6. The GOA circuit according to claim 1 , wherein the drive module further comprises a buffer amplifier circuit; and wherein an input terminal of the buffer amplifier circuit is connected to the output terminal of the latch circuit, and an output terminal of the buffer amplifier circuit acts as the drive signal output terminal of the drive module and is connected to the gate line of the row disposed corresponding to the drive module.

7. The GOA circuit according to claim 1 , wherein a P-type transistor in each of the plurality of GOA units is a P-channel thin film transistor made of low-temperature polysilicon, amorphous silicon, or a material resulted from a mixture of carbon, silicon, and germanium at any ratio.

8. The GOA circuit according to claim 1 , wherein an N-type transistor in each of the plurality of GOA units is an N-channel thin film transistor made of metal oxide.

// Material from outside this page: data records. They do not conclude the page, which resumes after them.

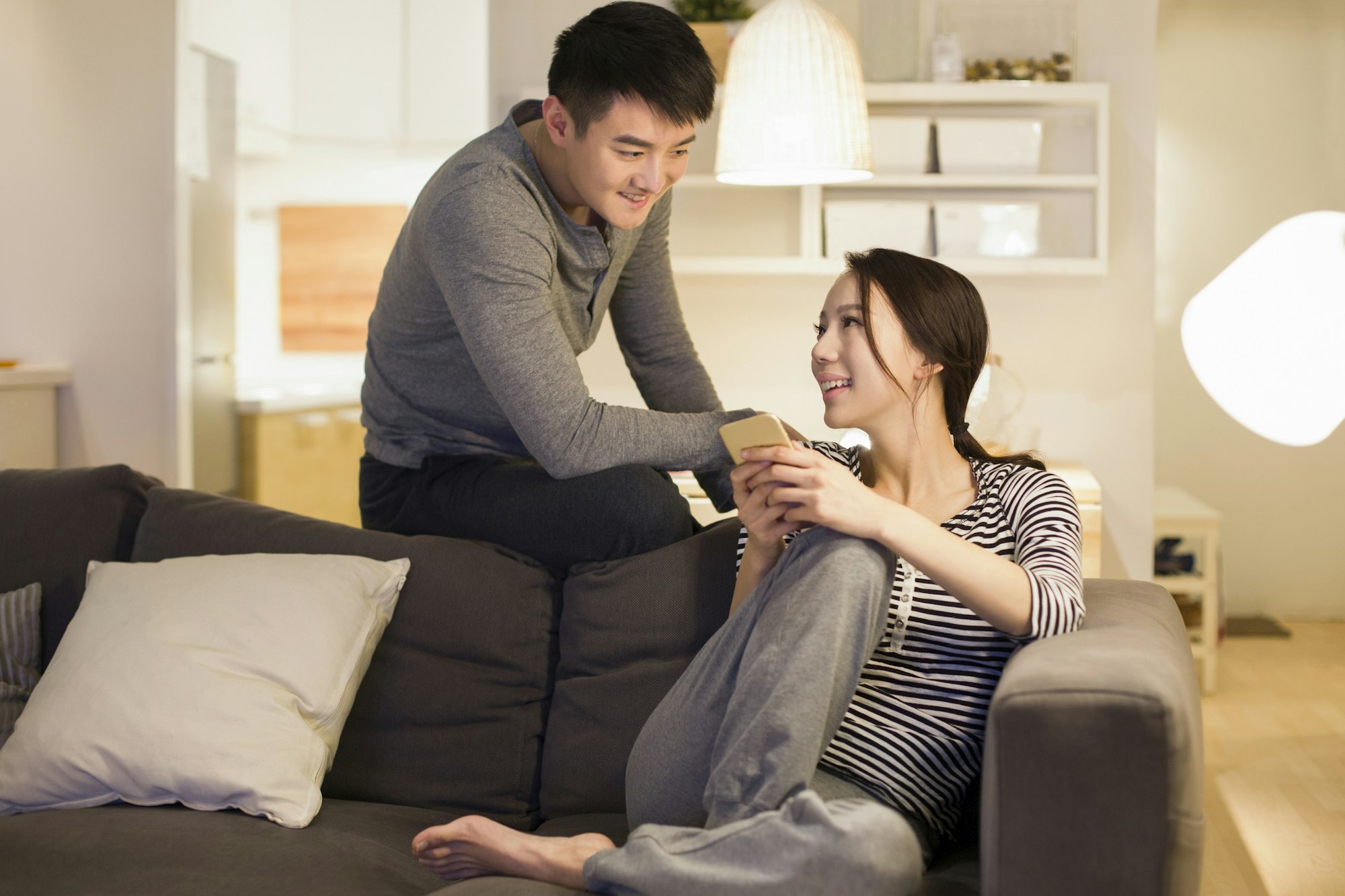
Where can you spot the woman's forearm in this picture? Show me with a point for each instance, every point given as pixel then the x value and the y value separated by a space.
pixel 758 560
pixel 995 588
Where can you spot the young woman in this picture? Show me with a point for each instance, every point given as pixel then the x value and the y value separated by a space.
pixel 825 737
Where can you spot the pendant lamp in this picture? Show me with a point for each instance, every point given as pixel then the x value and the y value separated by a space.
pixel 794 107
pixel 1265 337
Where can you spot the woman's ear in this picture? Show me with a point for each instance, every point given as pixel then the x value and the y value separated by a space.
pixel 927 369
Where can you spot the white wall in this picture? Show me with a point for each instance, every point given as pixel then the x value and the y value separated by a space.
pixel 88 218
pixel 1252 131
pixel 1083 346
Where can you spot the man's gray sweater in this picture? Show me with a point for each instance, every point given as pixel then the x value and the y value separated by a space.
pixel 489 296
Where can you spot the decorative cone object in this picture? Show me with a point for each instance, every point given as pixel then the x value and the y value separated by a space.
pixel 794 106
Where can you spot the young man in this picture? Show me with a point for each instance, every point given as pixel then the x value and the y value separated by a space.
pixel 479 421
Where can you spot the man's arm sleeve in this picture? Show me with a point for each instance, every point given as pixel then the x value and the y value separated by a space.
pixel 493 260
pixel 656 343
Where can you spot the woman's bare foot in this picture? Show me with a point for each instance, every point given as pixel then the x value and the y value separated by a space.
pixel 473 846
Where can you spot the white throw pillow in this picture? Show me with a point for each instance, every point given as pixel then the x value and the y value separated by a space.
pixel 217 682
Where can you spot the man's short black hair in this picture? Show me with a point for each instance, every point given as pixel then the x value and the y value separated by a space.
pixel 637 52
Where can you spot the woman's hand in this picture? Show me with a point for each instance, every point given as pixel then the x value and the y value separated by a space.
pixel 765 522
pixel 812 490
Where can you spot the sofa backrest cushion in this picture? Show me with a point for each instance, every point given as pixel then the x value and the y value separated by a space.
pixel 629 628
pixel 53 522
pixel 451 712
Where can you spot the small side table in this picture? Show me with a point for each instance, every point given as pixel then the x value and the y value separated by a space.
pixel 29 415
pixel 1178 514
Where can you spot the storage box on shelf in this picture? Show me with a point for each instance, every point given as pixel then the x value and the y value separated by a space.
pixel 781 229
pixel 1180 514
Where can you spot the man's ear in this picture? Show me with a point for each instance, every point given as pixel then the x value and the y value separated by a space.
pixel 558 120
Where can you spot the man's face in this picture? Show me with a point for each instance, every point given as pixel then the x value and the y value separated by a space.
pixel 627 161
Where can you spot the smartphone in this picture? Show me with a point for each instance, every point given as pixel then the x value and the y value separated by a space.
pixel 754 432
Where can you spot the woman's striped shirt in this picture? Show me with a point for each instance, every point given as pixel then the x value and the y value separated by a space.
pixel 914 731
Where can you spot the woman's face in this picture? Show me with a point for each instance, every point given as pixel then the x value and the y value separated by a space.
pixel 855 389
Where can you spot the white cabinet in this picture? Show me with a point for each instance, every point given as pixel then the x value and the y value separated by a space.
pixel 447 71
pixel 256 34
pixel 348 71
pixel 723 229
pixel 353 73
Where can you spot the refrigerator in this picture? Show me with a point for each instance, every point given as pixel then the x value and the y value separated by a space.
pixel 212 135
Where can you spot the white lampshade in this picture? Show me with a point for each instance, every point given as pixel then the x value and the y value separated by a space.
pixel 1265 337
pixel 794 106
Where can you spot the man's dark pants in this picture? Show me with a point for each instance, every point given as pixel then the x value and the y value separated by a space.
pixel 514 502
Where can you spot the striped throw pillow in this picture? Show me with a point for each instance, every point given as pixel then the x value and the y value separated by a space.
pixel 21 651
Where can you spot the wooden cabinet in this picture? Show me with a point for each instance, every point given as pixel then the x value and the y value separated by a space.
pixel 306 462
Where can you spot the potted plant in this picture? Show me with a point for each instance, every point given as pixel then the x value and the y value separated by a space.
pixel 716 22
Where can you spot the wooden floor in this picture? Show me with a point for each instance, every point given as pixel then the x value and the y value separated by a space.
pixel 1276 766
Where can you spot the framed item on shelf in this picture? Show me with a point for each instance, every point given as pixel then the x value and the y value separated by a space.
pixel 864 224
pixel 1044 155
pixel 985 229
pixel 989 146
pixel 900 143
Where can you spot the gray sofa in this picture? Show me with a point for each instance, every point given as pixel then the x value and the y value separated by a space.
pixel 501 689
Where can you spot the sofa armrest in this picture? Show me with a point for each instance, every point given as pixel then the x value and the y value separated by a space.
pixel 1093 766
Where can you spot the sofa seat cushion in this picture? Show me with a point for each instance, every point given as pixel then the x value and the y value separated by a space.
pixel 629 628
pixel 451 712
pixel 53 522
pixel 350 848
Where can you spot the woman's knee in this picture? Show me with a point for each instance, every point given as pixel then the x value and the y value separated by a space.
pixel 874 846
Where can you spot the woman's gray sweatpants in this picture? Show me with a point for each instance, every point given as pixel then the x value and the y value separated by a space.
pixel 722 788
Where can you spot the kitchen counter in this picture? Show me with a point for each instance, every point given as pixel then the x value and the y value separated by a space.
pixel 279 400
pixel 34 376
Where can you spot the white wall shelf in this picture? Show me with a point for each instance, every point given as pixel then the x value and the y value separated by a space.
pixel 1085 178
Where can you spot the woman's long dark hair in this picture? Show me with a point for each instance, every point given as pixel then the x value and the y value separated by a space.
pixel 945 321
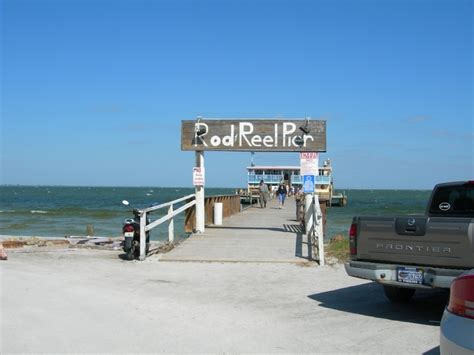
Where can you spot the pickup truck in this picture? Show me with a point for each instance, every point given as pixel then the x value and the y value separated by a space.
pixel 411 252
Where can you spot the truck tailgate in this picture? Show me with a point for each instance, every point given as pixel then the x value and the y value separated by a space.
pixel 416 240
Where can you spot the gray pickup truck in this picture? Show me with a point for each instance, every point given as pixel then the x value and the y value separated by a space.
pixel 406 253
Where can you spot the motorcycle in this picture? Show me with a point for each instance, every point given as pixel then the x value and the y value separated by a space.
pixel 131 233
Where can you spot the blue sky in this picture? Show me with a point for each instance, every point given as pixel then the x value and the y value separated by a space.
pixel 93 92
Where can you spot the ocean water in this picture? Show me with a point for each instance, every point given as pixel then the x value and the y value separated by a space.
pixel 52 211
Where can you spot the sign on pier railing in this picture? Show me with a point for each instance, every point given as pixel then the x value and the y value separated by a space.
pixel 300 135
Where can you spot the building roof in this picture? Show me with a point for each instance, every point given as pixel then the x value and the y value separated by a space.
pixel 273 167
pixel 282 167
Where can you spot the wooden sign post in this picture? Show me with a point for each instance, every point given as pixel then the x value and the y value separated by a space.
pixel 252 135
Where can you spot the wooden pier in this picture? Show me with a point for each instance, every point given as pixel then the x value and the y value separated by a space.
pixel 264 235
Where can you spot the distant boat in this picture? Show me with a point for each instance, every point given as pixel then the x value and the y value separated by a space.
pixel 273 175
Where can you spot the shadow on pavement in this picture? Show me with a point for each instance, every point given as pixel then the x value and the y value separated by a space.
pixel 426 306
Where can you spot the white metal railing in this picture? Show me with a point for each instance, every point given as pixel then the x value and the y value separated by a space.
pixel 168 217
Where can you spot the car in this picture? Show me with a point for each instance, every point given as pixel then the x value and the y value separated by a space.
pixel 457 324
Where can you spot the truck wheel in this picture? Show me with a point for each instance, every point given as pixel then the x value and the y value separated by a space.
pixel 398 294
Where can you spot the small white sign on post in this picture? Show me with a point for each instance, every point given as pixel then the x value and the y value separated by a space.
pixel 198 176
pixel 309 162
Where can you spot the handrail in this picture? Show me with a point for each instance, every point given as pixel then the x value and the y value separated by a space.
pixel 144 228
pixel 154 208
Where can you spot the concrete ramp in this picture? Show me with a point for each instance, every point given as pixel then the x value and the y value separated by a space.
pixel 264 235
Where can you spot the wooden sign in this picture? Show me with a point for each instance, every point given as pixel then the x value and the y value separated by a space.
pixel 254 135
pixel 198 176
pixel 309 162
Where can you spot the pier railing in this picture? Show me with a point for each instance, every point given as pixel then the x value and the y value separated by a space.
pixel 230 206
pixel 172 212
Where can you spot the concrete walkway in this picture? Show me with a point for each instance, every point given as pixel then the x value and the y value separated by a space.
pixel 254 235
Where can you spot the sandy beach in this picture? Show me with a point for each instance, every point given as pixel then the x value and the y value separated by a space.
pixel 91 301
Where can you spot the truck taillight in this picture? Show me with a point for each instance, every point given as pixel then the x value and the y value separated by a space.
pixel 461 299
pixel 353 239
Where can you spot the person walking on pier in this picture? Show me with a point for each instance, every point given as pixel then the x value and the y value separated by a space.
pixel 263 192
pixel 281 192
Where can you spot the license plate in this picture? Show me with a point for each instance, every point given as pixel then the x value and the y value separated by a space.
pixel 410 275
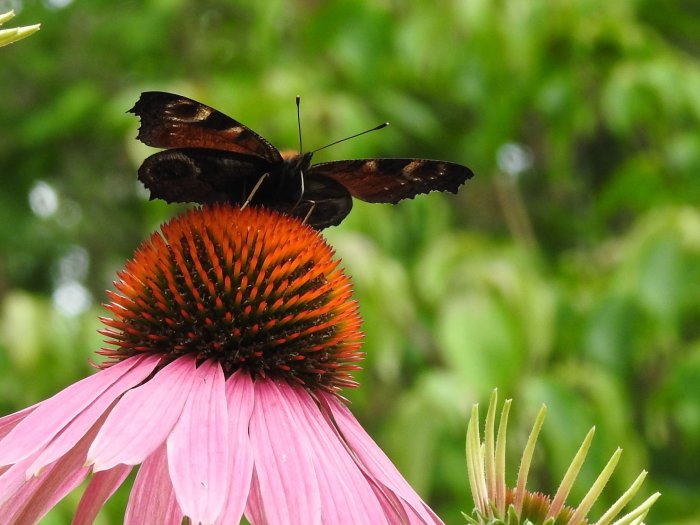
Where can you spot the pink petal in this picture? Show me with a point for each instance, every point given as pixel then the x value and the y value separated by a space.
pixel 254 510
pixel 144 416
pixel 99 490
pixel 9 422
pixel 52 415
pixel 38 495
pixel 240 400
pixel 13 478
pixel 375 464
pixel 283 459
pixel 77 428
pixel 198 448
pixel 346 496
pixel 152 498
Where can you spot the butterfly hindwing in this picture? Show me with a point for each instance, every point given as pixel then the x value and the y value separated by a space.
pixel 174 121
pixel 391 180
pixel 200 175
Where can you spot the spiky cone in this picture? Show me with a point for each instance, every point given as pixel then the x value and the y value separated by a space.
pixel 497 504
pixel 231 335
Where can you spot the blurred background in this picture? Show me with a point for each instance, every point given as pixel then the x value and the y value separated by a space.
pixel 566 272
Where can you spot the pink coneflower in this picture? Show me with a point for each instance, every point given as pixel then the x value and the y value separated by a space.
pixel 232 333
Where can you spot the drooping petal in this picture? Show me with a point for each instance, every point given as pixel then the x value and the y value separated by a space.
pixel 240 401
pixel 283 460
pixel 10 421
pixel 152 498
pixel 101 487
pixel 198 448
pixel 87 418
pixel 53 414
pixel 254 509
pixel 13 478
pixel 39 494
pixel 143 417
pixel 375 463
pixel 346 496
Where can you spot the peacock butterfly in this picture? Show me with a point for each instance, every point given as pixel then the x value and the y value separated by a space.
pixel 214 158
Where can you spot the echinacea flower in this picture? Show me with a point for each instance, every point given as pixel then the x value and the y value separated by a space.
pixel 495 503
pixel 232 333
pixel 8 36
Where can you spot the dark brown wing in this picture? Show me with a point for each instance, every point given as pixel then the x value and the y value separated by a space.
pixel 391 180
pixel 201 175
pixel 328 201
pixel 174 121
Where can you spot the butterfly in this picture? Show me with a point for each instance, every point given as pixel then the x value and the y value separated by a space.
pixel 214 158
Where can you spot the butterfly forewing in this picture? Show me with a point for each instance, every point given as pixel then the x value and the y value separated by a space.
pixel 391 180
pixel 174 121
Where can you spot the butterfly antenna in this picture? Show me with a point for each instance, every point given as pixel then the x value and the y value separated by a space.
pixel 383 125
pixel 301 150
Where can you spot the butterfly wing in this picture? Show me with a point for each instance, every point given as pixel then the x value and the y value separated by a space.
pixel 391 180
pixel 174 121
pixel 201 175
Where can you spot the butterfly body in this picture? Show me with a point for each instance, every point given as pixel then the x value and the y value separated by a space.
pixel 214 158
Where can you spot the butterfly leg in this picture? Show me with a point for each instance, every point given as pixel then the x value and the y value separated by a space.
pixel 301 194
pixel 254 190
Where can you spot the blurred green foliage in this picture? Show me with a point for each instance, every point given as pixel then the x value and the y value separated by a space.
pixel 565 272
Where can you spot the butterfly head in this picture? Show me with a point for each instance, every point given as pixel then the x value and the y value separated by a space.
pixel 295 162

9. A display device, comprising a GOA circuit wherein the GOA circuit comprises: a plurality of GOA units independent of each other, wherein each of the plurality of GOA units comprises an enable module and a drive module disposed corresponding to the enable module; wherein the enable module comprises a row address signal input terminal configured to receive a row address signal, and an enable signal output terminal configured to output an enable signal based on the row address signal; and the drive module comprises an enable signal input terminal configured to receive the enable signal output by the enable signal output terminal, and a drive signal output terminal configured to output a drive signal based on the enable signal, wherein the drive signal output terminal is connected to a gate line of a row disposed corresponding to the drive module to transmit the drive signal to the gate line of the row and drive the row; wherein the enable module is a row decoder based on binary coding or a row decoder based on Gray coding; and wherein the drive module comprises a latch circuit, a data input terminal of the latch circuit is connected to a second clock signal, a clock input terminal of the latch circuit is connected to the enable signal output terminal of the enable module, and an output terminal of the latch circuit acts as the drive signal output terminal of the drive module and is connected to the gate line of the row disposed corresponding to the drive module.

10. A method for controlling a display, comprising: inputting an address signal to each of row decoders in a gate driver on array (GOA) circuit of the display; enabling a row decoder corresponding to the address signal; outputting an enable signal to a drive module of the GOA circuit of the display via the enabled row decoder; and driving, by the drive module receiving the enable signal, pixels in a corresponding row to operate; wherein the drive module comprises a latch, the latch being configured to receive the enable signal, and the method further comprises: inputting a second clock signal to the latch; and reconstructing, by the latch, a waveform of the second clock signal based on the enable signal, and outputting the waveform.

11. The method according to claim 10 , further comprising: maintaining a row decoder not corresponding to the address signal disabled in response to enabling the row decoder corresponding to the address signal.

12. The method according to claim 10 , further comprising: selectively enabling a portion of the row decoders based on the address signal.

13. The method according to claim 10 , wherein the drive module further comprises an amplifier, a signal output by the latch being amplified by the amplifier and driving the pixels in the corresponding row to operate.

14. The method according to claim 10 , further comprising: resetting the enable signal output by the enabled row decoder.

15. The method according to claim 14 , wherein the enable signal output by the enabled row decoder is reset by a reset circuit.